8. Or try Dindi Naturals - another fantastic brand for soap. Their liquid soaps are great, minimal number of ingredients and made in Australia (Victoria in fact).
9. Wash your hair with soapwort root
Soapwort is a flowering plant whose dried roots can be used to make shampoo. I buy it online*, boil it in water and use it to give my hair a light wash. It’s very mild and leaves your hair super super super soft. *It might be a little tricky to get a hold of but be on the look out for it! The alternative is to grow and harvest your own – for Melbourne folk, I’ve seen soapwort plants sold at the Little Veggie Patch Co.
10. Once a week, de-gunk with bicarb soda
Any shampoo, including Castile soap, can leave soap residue on your hair, so once a week wash your hair with a thick paste of bicarb (baking) soda, and rinse with apple cider vinegar for extra shine.
11. Eat your skin conditioner
Healthy, youthful and conditioned skin requires healthy fats, so forget about low-fat foods. I eat plenty of olive oil, coconut oil, grass-fed butter, avocados and nuts (activated, of course) everyday. Also know that fruit like pomegranates and blueberries are rich in antioxidants and promote skin elasticity and vitality.
12. My fave toothpaste is Phytoshield: all natural plant extracts, not overboard on the number of ingredients, no unnecessary foaming agents (consequently doesn’t foam up very much), and it tastes delicious (lemon myrtle is my fave).
13. Squish almonds on your face (a seasonal tip)
Just before almonds are ready to be picked for eating, when their flesh is still soft and gel-like – that’s when they’re the most perfect skin cleanser and toner in the world. No exaggeration. Almond jelly, as I like to call it, evens out skin tone, clears blemishes and smooths wrinkles in no time at all. You just break open the almond pod, pop out the kernel, squeeze out the jelly and smooth it all over your face. I get young almonds courtesy of my mum’s tree every spring, but you can sometimes find them in greengrocers during October, especially ones owned by old Greek men. If you find them, stock up. They can be stored in the freezer.

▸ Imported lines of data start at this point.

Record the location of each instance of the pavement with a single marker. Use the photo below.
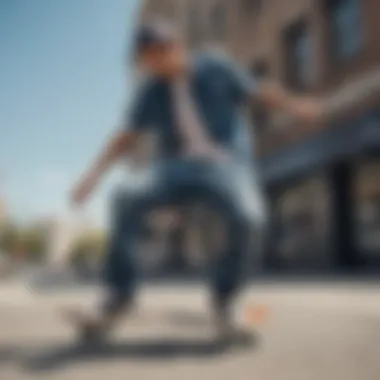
(315, 330)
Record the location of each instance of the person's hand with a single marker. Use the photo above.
(176, 64)
(208, 151)
(83, 190)
(308, 110)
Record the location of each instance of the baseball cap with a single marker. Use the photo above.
(154, 33)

You can find lots more tips and natural beauty ideas on my blog, here. It’s worth hunting around for products made in your local area – farmers’ markets generally have at least one or two producers selling their hand-made soaps and creams. That way you can ask them directly about the ingredients they use etc.
Tried any of these tips yourselves? Anything you’d like to share? Feel free!